Most of us are pretty much content with the three likes we got on Facebook from the Instagrammed picture of our feet sunbathing in front of the sea last summer. When you entrust Mark from Archibald Photography with a phone that has a decent camera, the result is not exactly the same. Who knew that you could master photography to the point that shots taken with a phone camera look like a professional photo shoot?

In Mark’s Nokia Lumia 920 Camera Project, the conventions of traditional photography (convention n°1: use an acceptable camera) are successfully subverted and it is a combination of both talent and technique that allow him to capture the beauty of Scottish landscapes. They say you can tell a good workman by his tools, but clearly Mark doesn’t go by old sayings. The 32 shots taken from his phone positively show that he has an impeccable eye for photography as they take us on a journey through the colorful, vibrant – and sunny – Scottish countryside.

Archibald Photography was created in 2003 by Donny, who is in charge of marketing and client contact, and her husband Mark, the photographer. Both born and raised in Scotland, they have done some projects at home, but their main focus is travel documentary photography. Mark’s work is already recognized in the United Kingdom and he has won many awards: the 2009 Best Complete Wedding Photographer, the 2010 Scottish Fashion Photographer of the Year and the 2012 Scottish Portrait Photographer of the Year. He and Donny are now based in Biggar, in Scotland, and have specialized in wedding photography, along with portraits, commercials, and fashion and music photography.

Interestingly, Mark’s shots of Scotland strongly contrast with the rest of his work – and whether his vision of Scottish weather is accurate can become a subject of serious debate. In his travel pictures particularly, he makes a strong use of black and white that gives a dramatic and almost tormented atmosphere to the places he shoots: even an innocent palm tree in Lagos becomes threatening from the perspective of his camera. This is because he works a lot with film and not digital cameras, which is quite an unusual initiative that lends more authenticity to his work. His photos seem like they are from another age and in this sense, they allow us to travel not only through space, but also through time.

To be kept informed of Mark and Donny’s projects, you can follow them on Twitter, Facebook, or visit their official website.

Paul Cooklin

In the world of super advanced technology, black and white photography has gained a new appreciation for its back to basics approach. This happens to be method that Paul Cooklin chooses to exploit and you can see why from his collection of glassy perfected images.
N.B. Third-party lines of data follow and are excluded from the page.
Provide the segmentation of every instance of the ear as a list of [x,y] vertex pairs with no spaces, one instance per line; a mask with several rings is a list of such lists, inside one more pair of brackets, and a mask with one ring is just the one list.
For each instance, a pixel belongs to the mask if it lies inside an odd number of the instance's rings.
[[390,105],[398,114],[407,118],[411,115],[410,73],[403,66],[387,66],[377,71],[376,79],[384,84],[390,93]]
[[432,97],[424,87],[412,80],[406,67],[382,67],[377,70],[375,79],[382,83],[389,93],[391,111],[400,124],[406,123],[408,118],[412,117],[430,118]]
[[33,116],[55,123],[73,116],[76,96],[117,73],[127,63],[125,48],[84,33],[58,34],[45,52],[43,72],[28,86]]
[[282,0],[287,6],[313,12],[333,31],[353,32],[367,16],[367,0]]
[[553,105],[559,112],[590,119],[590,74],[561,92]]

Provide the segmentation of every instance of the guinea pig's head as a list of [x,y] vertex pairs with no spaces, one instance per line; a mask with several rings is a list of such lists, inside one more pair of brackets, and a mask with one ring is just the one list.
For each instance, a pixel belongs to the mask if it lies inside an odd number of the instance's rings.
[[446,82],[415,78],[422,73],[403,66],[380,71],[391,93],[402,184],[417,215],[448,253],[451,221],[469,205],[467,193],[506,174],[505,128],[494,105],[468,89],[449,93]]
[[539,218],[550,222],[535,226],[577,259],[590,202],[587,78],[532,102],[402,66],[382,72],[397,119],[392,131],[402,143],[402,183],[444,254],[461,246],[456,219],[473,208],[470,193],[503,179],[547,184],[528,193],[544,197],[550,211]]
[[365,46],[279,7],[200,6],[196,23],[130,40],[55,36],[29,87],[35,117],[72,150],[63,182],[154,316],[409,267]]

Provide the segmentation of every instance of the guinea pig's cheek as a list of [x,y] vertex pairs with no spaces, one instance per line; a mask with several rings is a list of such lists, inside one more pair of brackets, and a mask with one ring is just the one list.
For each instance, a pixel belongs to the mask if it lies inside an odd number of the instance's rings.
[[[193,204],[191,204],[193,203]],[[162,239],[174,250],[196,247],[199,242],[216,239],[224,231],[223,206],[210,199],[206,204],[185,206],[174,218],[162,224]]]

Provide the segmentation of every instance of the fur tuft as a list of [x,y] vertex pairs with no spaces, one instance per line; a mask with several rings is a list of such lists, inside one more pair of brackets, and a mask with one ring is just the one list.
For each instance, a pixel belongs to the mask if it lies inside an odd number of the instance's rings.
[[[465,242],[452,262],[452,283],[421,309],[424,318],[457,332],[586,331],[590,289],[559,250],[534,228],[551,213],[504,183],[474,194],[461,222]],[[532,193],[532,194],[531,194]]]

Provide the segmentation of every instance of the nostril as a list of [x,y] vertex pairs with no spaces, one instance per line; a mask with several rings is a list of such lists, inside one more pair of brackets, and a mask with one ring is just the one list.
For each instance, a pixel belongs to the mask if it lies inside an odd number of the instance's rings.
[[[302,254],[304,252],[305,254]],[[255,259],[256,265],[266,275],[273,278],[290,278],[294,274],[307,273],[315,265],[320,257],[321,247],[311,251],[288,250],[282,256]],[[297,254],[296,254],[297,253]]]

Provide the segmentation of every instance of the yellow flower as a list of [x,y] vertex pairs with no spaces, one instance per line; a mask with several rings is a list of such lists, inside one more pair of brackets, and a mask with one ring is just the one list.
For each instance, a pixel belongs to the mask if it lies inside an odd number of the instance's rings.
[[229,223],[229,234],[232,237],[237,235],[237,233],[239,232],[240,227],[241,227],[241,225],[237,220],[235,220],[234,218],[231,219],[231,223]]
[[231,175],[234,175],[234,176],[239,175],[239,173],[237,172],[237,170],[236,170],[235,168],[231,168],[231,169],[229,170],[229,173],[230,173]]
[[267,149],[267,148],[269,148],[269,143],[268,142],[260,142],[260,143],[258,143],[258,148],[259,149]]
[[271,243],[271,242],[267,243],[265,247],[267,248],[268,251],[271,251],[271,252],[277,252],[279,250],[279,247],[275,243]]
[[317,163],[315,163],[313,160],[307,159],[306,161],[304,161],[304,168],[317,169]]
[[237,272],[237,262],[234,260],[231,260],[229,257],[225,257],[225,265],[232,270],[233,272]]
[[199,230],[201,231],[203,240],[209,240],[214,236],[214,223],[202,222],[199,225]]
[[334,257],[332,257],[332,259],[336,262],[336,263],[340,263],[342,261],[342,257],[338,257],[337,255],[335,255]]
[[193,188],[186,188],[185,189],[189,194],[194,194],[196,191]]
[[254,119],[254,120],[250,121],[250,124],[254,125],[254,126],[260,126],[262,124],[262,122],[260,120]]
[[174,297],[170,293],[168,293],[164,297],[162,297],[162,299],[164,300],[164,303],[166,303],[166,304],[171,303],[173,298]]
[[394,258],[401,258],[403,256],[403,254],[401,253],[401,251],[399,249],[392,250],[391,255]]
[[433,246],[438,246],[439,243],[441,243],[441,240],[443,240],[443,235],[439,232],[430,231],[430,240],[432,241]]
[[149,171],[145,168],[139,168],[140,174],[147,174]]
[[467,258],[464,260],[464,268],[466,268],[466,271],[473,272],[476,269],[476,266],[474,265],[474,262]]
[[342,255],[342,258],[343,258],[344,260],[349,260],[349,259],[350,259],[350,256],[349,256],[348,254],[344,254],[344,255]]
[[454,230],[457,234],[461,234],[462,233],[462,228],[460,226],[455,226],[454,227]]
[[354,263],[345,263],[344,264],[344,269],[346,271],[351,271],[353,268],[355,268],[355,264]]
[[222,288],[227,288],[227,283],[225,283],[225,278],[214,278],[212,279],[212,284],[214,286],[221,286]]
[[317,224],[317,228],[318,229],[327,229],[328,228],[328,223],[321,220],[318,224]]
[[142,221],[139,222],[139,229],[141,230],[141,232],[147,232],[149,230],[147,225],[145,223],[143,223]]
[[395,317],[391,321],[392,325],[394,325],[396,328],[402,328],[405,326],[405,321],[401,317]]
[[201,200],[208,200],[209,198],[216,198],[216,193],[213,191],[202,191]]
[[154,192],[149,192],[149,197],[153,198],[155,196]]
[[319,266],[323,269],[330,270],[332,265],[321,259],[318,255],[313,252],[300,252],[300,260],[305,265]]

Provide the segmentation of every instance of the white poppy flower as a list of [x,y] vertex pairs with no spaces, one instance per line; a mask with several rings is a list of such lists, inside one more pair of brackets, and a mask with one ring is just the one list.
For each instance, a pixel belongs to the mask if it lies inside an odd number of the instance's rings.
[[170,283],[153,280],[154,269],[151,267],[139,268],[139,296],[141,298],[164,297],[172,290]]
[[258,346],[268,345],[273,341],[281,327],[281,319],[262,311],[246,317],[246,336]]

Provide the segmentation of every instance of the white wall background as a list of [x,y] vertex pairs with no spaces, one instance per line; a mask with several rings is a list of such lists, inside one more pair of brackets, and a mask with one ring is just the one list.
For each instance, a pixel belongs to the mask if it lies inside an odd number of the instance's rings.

Growing up with his dad’s passion for visual arts, Paul was influenced by and ultimately inspired years later to change careers. Encouraged by his awe of cinematography in the Star Wars films, Paul dived into the professional world of capturing pictures. His works have illustrated the pages of Time Magazine and been crafted into a Published Book, Entitled “Cuba on Film”. The Cuba collections are populated with lustrous images of the Caribbean and curated by City Pulse.

The crystal clear realms presented in Paul’s photographs traps the viewer into a sublime location, where harmony is celebrated in the absence of multi colour. Only by taking these scenes to the basics of hue does their impact of size and existence fully hit us. Paul has a knack for glorifying locations in print and on screen, that in reality fall short of his creations; It is not the capturing of a moment but rather a snap shot of a vision. Shunning LCD screens and post digital tweaking, Paul attempts to capture his own concept by developing and hand printing each negative in his own darkroom. Although his work is limited to the mechanics of analogue, the results are equal to that of its photoshoped counterparts. This generates a greater appreciation for how such art is made in a culture where fakery is the norm.It is not so much a documentary of places on the earth but rather a documentary on how Paul see’s or wants us to see the world around us. You could easily imagine his stylised photographs being a coffee table book you go back to time again.